Ducks on the Lake
a poem for Dr. David Lavery, zeitgeist scholar & very important MTSU writer/teacher. I’m forever grateful that he let me attend his classes even though I never registered early enough to get an actual spot.
The first time I went to a strip club, it was with a group of god-hungry academics at 10 am on a Sunday.
It was The Bing
from the Sopranos
& we were there for a fan experience.
It smelled like a locker room,
worn shoes.
The tits flashed like light bulbs.
Even the not so crusty profs had beers & became vacation smokers that morning.
I wondered what would happen when we left.
We went out back to see where Ralphie beat a pregnant stripper’s head into an interstate guard rail because she was pregnant with his kid.
At the diner where Tony faded to black like so many of his favorite classic rock songs,
they gave us all bags of onion rings to take on the bus back to New York from wherever in the hell we were in New Jersey
II.
My love for Tony Soprano is the easiest way to talk about and contain one of the major sicknesses in my life.
These days I don’t think of him fondly.
My summer Sopranos rewatch bender plans don’t even sound fun.
There’s not enough Miller Lite in the world to make any of that enjoyable again.
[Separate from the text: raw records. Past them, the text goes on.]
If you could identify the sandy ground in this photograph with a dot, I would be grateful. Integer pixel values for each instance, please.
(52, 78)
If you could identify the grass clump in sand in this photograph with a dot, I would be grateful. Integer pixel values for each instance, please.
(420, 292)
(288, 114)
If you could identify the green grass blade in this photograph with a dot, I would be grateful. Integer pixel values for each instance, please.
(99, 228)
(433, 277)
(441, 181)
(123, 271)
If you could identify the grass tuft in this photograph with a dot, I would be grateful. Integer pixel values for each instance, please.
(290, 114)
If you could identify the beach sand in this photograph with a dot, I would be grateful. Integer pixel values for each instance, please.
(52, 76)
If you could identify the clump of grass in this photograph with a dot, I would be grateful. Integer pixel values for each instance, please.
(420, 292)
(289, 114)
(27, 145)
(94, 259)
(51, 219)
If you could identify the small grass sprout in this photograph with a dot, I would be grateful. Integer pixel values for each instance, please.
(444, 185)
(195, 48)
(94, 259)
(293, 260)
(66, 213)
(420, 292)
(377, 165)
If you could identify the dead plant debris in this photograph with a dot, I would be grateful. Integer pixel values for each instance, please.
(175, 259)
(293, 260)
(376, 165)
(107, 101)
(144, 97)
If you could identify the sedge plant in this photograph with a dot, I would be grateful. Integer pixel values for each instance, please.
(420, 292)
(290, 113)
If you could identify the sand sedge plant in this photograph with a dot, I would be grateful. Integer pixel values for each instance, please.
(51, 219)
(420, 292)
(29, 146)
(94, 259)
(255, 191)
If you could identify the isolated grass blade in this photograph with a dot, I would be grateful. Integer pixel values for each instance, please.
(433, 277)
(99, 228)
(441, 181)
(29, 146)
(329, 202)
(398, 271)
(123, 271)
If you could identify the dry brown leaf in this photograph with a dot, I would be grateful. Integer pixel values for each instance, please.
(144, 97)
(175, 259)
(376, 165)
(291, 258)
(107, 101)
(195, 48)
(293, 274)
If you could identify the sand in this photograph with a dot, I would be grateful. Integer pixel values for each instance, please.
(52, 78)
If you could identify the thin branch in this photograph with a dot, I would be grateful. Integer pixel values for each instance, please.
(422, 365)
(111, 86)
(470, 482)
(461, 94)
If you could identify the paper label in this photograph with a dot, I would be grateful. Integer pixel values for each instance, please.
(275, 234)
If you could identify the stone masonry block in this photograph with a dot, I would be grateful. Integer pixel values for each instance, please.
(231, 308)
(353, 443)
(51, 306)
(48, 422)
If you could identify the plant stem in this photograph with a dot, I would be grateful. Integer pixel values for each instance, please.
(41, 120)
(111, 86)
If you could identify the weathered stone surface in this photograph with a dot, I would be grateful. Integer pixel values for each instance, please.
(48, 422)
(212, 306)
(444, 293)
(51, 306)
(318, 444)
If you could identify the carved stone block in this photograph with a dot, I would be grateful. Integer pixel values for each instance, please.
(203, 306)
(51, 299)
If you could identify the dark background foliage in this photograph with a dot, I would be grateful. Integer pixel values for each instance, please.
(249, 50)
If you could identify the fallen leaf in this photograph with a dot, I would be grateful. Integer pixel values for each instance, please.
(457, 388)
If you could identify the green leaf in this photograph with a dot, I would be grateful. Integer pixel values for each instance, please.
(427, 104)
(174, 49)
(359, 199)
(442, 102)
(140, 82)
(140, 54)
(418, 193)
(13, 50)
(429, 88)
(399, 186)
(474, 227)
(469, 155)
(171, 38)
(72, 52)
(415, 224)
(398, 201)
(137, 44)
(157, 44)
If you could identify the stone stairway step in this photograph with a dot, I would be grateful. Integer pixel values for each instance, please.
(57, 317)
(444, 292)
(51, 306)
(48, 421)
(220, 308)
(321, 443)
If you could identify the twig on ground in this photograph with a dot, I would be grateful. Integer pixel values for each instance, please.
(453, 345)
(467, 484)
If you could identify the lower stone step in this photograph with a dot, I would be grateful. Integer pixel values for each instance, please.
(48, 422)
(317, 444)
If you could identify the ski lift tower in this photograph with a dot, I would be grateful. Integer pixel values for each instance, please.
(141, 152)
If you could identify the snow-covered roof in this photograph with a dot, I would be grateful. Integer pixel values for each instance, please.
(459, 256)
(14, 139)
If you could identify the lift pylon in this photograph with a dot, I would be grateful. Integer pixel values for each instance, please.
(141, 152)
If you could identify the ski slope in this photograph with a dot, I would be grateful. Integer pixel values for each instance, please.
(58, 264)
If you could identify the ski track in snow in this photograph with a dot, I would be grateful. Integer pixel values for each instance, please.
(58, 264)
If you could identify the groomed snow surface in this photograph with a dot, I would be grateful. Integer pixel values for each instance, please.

Those narratives have worn themselves out on me & the un-stylized bigotry hasn’t aged well.
Tony was a father I could fuck,
a goddamn disaster of a provider
who could pick me up, if he had to.
Let’s all be glad I can name that.
If I’m going to be abused, I’d rather it be stylized
There’s comfort in the container
of only being known as a performance.
Tony is part of my therapeutic process,
a beast I never thought would be satiated so it’s good that I developed a language to understand what it was doing when it was standing in for human connection
Let’s let him go in our blood-warm pool of reparenting
I won’t be sad when those ducks fly.
They were never meant to live in a suburban pool, you sadistic mother-hungry psychopath.